The error's full name—NS_E_INCORRECTCLIPSETTINGS—means the cropping rectangle's dimensions (left, top, width, height) don't match the video frame. For example, if your video is 1920x1080 and the crop tool tries to set a left coordinate of 2000, you'll get this error because 2000 is outside the frame. The 30-second fix resets those values to something sane.

If you're editing a video with unusual aspect ratios (say, a 1:1 square video for social media), the crop coordinates the app auto-calculates can sometimes be off by a pixel. Manually typing in the crop values (e.g., left: 0, top: 0, width: 1080, height: 1080) instead of dragging the handles usually bypasses the bug.

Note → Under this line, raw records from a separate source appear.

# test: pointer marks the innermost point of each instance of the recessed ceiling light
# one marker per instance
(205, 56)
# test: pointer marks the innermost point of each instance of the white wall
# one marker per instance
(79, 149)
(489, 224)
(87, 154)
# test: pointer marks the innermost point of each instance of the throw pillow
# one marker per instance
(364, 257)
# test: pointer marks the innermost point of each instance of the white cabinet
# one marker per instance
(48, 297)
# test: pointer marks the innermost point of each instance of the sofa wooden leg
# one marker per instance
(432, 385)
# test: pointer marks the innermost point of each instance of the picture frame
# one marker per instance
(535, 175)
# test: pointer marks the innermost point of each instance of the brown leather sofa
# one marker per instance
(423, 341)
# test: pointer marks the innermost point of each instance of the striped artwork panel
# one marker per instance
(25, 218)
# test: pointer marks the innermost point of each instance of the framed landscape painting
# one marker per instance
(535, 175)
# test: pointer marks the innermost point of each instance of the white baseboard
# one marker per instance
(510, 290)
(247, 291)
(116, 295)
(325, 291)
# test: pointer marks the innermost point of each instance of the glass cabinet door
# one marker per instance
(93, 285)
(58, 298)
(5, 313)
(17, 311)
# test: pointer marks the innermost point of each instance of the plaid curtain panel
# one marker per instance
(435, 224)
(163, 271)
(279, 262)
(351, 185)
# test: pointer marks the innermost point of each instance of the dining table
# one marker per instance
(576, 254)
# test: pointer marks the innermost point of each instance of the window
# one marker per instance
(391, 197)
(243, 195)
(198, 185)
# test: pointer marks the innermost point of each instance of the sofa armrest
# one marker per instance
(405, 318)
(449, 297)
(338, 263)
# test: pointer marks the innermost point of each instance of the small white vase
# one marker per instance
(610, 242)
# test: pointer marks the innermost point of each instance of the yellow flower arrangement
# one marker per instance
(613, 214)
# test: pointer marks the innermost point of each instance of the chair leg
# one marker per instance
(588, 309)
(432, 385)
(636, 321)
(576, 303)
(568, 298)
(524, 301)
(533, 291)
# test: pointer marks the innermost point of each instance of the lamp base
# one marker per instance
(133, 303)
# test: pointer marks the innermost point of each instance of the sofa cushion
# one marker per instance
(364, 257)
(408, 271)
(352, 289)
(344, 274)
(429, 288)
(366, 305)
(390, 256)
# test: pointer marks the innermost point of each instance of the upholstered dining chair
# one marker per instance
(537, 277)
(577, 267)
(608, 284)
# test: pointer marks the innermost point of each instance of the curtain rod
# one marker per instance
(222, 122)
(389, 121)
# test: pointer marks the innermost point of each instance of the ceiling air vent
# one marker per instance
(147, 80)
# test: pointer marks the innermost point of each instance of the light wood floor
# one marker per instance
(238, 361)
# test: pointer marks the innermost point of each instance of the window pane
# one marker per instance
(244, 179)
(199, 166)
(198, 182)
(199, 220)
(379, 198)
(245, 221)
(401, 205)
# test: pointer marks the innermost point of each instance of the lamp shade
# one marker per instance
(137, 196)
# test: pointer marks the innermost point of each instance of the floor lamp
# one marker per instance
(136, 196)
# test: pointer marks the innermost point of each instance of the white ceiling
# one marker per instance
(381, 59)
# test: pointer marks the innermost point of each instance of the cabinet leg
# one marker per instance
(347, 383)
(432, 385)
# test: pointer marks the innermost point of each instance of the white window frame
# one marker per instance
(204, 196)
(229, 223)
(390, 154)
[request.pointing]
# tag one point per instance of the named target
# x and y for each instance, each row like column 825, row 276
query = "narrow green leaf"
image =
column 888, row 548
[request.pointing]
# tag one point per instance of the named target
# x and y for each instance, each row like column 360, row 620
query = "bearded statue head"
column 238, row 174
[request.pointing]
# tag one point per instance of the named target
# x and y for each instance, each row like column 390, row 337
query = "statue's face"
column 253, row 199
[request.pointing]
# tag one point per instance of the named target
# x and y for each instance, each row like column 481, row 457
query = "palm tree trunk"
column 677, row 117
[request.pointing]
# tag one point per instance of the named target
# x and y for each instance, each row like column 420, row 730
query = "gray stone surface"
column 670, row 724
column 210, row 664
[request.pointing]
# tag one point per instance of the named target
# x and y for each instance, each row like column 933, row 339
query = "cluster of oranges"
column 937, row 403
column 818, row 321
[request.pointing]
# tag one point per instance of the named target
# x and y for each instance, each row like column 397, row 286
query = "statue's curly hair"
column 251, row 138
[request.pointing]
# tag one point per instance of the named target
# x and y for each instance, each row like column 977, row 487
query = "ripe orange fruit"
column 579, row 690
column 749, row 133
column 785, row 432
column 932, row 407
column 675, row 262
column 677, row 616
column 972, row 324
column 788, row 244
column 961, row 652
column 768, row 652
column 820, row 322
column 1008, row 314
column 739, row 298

One last check: update your graphics driver

I don't lead with this because it's rare, but an outdated GPU driver can confuse the video pipeline. On an NVIDIA GeForce RTX 3060 with driver version 528.24, I saw this error on Clipchamp—updating to 545.92 fixed it. Go to your GPU manufacturer's site (NVIDIA, AMD, Intel) and grab the latest driver. Don't use Windows Update for this; it's always behind.

If you're still stuck after all this, the video file itself might be corrupted. Try converting it to MP4 (H.264) using HandBrake or VLC before editing. I've had a corrupt MOV from a Sony A7III throw this exact error—re-encoding it solved it instantly.